Codes in paper

A bar graph comparing the number of hypomethylated regions of the sample with the number of intersections of CpG islands, mutation load, and number of SVs

Legend

  A summary of the HMR (hypomethylation region) frequency of 100 independent mCRPC samples and the sample level of somatic mutations. The bar graph shows the HMR count within the genome feature, the HMR count that overlaps with CpG islands, shores and shelves (CpG overlap), the percentage of genomes with DNA copy number changes (CNA), somatic cell mutations per megabase (mutations per Mb) Number) and structural variance number (SV count).

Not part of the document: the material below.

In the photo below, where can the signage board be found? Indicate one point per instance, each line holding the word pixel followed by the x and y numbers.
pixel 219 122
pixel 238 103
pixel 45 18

CMP samples are marked in blue. Samples with fewer HMR tumors on CpG islands, shores and shelves and CpG openseas (regions other than islands, shores and shelves) were designated as CpG methylator phenotype (CMP).

Code explanation
First get the required HMR count, CpG ovderlap, mutation load, SV count values
#source('~/mnt/data1/projects/WCDT_WGBS_2019/WCDT_WGBS/scripts/2019_05_15_prepare_environment.r')  #Load enviroment

# Plots Figure 1A

colstf <- c('CRPC_ARE','LOC_ARE','chip_FOXA1','chip_HOXB13','chip_ERG')
pcttotal=FALSE

output <- data.frame()
for( i in 1 : length(hmr) ) {
  print(i)
  sample <- toupper(names(hmr)[i])
  hmri <- hmr[[i]]

  totalhmrs <- length(hmri)
  output[sample,'Sample'] <- sample
  output[sample,'hmr'] <- totalhmrs

  divideby <- 1
  if(pcttotal) {
    divideby <- totalhmrs
  }

   #Calculate the TFBS, hmr count of each sample, including genebody, promoter, H3K27ac, H3K27me3, and CpG_island, CpG_shelf, CpG_shore
  in_tf <- rep(F,totalhmrs)
  for(j in 1:length(colstf)) {
    coltf <- colstf[j]
    in_tf <- in_tf | countOverlaps(hmri,tracks[[coltf]],ignore.strand=T)
  }

  in_genebody = countOverlaps(hmri,tracks[['genebody']],ignore.strand=T)>0
  in_promoter = countOverlaps(hmri,tracks[['promoter']],ignore.strand=T)>0
  in_h3k27ac = countOverlaps(hmri,tracks[['pca100_H3K27ac']],ignore.strand=T)>0
  in_h3k27me3 = countOverlaps(hmri,tracks[['pca100_H3K27me3']],ignore.strand=T)>0

  output[sample,'Promoter'] <- sum(in_promoter) / divideby
  output[sample,'Genebody'] <- sum(in_genebody & !in_promoter) / divideby
  output[sample,'TFBS_not_promoter'] <- sum(in_tf & !in_genebody & !in_promoter) / divideby
  output[sample,'H3K27ac_not_promoter_tfbs'] <- sum(in_h3k27ac & !in_tf & !in_genebody & !in_promoter) / divideby
  output[sample,'H3K27me3_not_others'] <- sum(in_h3k27me3 & !in_h3k27ac & !in_tf & !in_genebody & !in_promoter) / divideby

  promoter_oncogenes = countOverlaps(hmri,gr_oncogenes, ignore.strand=T)
  output[sample,'oncogene_promoter'] = sum(promoter_oncogenes>0)/divideby
  promoter_tsg = countOverlaps(hmri, gr_tsg, ignore.strand=T)
  output[sample,'TS_promoter'] = sum(promoter_tsg>0)/divideby

  in_cpg_island = countOverlaps(hmri,tracks[['cpg_island']],ignore.strand=T)>0
  in_cpg_shore = countOverlaps(hmri,tracks[['cpg_shore']],ignore.strand=T)>0
  in_cpg_shelf = countOverlaps(hmri,tracks[['cpg_shelf']],ignore.strand=T)>0

  output[sample,'CpG_island'] = sum(in_cpg_island)/divideby
  output[sample,'CpG_shore'] = sum(in_cpg_shore & !in_cpg_island)/divideby
  output[sample,'CpG_shelf'] = sum(in_cpg_shelf & !in_cpg_shore & !in_cpg_island)/divideby
}

# Screen samples based on tumor purity
#output <- output[rownames(tumorpurity)[tumorpurity[samples_wgbs,'Tumor.Purity.Comp']>80],]
output <- output[rownames(output) %in% sample_ids_wgbs,]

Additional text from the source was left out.